The experimentally observed changes of the biasing induced f2–f1 modulation patterns could be simulated by the Boltzmann function model: increasing the bias level in the simulation produced pattern changes that were comparable to the changes observed in the experiments (Fig. 7, B and C, dotted lines). An additional shift of the initial OP in the simulation, mimicking CAS-dependent changes of the OP, induced a distinct pattern change (Fig. 7C, solid lines) that was also observed during the period of CAS in the experiments (Fig. 7B, solid lines). A conversion of the double-modulation pattern to a single-modulation pattern, as observed in the majority of experiments, corresponds to a shift of the OP away from the inflection point of the Boltzmann function toward asymmetric positions.

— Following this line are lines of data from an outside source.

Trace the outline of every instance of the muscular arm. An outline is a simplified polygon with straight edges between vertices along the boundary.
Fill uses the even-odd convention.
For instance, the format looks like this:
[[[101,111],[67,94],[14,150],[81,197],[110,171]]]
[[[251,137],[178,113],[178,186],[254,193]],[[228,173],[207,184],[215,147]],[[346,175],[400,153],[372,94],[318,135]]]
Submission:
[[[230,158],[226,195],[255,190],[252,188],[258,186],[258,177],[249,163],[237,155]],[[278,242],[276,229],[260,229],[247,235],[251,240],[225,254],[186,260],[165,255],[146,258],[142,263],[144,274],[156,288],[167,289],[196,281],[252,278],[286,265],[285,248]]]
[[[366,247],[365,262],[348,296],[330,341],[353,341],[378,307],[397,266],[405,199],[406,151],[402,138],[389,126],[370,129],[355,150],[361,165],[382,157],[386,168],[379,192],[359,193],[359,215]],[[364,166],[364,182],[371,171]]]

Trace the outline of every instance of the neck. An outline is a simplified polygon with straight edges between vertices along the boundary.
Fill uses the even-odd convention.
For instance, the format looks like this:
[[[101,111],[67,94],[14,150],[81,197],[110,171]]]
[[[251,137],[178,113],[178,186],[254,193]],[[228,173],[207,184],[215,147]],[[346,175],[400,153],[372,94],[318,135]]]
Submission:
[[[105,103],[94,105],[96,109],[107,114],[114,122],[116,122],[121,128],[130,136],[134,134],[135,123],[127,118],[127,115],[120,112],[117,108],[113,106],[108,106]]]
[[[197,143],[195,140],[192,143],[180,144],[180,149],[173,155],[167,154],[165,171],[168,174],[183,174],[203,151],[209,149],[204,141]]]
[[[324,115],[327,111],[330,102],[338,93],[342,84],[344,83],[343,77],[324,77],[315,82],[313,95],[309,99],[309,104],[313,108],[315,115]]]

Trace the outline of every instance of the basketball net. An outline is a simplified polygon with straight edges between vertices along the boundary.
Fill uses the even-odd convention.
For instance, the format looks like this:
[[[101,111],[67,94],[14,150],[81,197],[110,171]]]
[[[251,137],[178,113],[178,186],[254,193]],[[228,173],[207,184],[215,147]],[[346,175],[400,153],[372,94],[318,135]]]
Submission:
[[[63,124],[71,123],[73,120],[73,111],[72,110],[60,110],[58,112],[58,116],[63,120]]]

Impact of CAS level on the biasing-induced f2–f1 modulation pattern
To evaluate the strength of CAS-induced effect on the f2–f1 modulation pattern during low-frequency biasing, we systematically increased the CAS level from 20 to 70 dB SPL, whereas the bias tone level was kept constant per experiment (range 99–107 dB SPL). Figure 8, A and B shows the bias-induced f2–f1 modulation patterns before, during, and after CAS with increasing levels in representative test series of two animals. The strength of CAS-induced pattern change correlated with the level of contralateral stimulation and increased to higher CAS levels. Comparable results of increasing modulation pattern changes due to increasing CAS levels were measured in six additional animals.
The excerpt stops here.